Маятник новейшей истории сделал еще одно совершенно неуловимое движение по временной спирали, и канули в небытие бурные и лихие девяностые. Страна медленно, но верно выходила из пьяного ступора и кровавого разгула «первичного накопления капитала». Заработали, и уже по-настоящему, а не на грантовых инъекциях, многие известные научные центры. Ну а в одном из «наукоградов» недалеко от столицы еще долго ходили слухи о странном приборе, созданном в местном НИИ. Подобно волшебной дудочке Крысолова, этот чудо-прибор насмерть перепугал всех местных бандитов и мздоимцев, побросавших свое неправедно нажитое добро и разбежавшихся как ошпаренные кипятком тараканы по всем далям и весям необъятной страны. Рассказывали и о странном случае с делегацией скабрезно ухмыляющихся (а как еще можно назвать многочасовую «американскую» улыбку?) заокеанских работодателей. Посетив несколько лабораторий и напоследок повосхищавшись чудесами электронной нейрофизиологии третьего сектора, мародеры интеллекта как-то сразу, без обычных проволочек и кабальных условий подписали все необходимые документы. После этого чахлый, но столь необходимый в разворовываемом государстве ручеек грантов несколько лет просачивался в институт, помогая не бросившим на произвол судьбы свою Родину ученым преодолеть страшные последствия глубокого системного кризиса науки.
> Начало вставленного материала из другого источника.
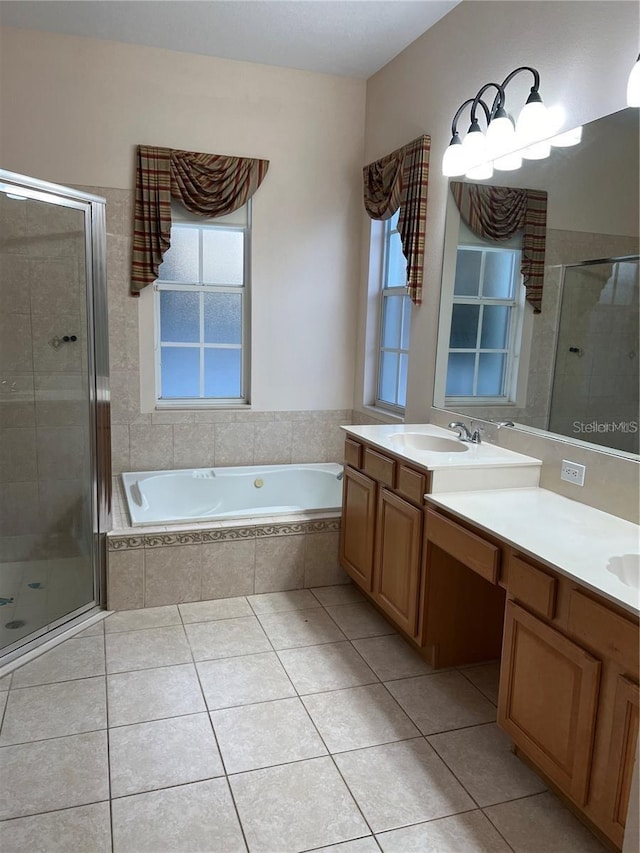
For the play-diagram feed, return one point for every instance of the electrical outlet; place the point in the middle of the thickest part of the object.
(572, 472)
Как уже, наверное, догадался читатель, все это было как-то связано с уже известным нам НИИ космической медицины и нейрокибернетической физиологии, в конце концов снова заработавшим на воспрянувшую после долгого летаргического сна космическую отрасль.
…В одном из читальных залов института, примыкавшего к лаборатории электронной диагностики высшей нервной деятельности (ВНД), заставленном стеллажами и полками с книгами, журналами и растрепанными папками, оживленно беседовали двое ученых. Один из них – назовем его Физик – удобно откинулся в кресле за обширным письменным столом, выложив перед собой коробку ароматнейшего табака и трубку. Напротив него за журнальным столиком с аккуратной стопкой книг расположился его коллега по работе, назовем его Психологом. Психолог уже несколько минут в возникшую паузу с улыбкой наблюдал за ритуалом набивки трубки табаком и ее последующего раскуривания. Все это выглядело несколько комично, поскольку прямо над головой Физика висело чудесное увеличенное фото Эйнштейна, держащего в руках точно такой же курительный прибор и с лукавой усмешкой посматривающего на спорящих собеседников.
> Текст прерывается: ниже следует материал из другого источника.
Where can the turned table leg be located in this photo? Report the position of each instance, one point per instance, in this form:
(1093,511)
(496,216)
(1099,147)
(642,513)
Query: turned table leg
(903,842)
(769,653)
Дождавшись, когда Физик закончит церемониал и выпустит первый клуб дыма, Психолог продолжил прерванный разговор:
И все равно, коллега, я не совсем понимаю, почему этот странный эффект воздействия лазерного излучения на определенную группу БАТов (биологически активных точек) вы назвали квантовым эффектом Мессинга. Все-таки это выглядит несколько странно – связать физическую суть новейшего эффекта с именем этого полузабытого эстрадного иллюзиониста.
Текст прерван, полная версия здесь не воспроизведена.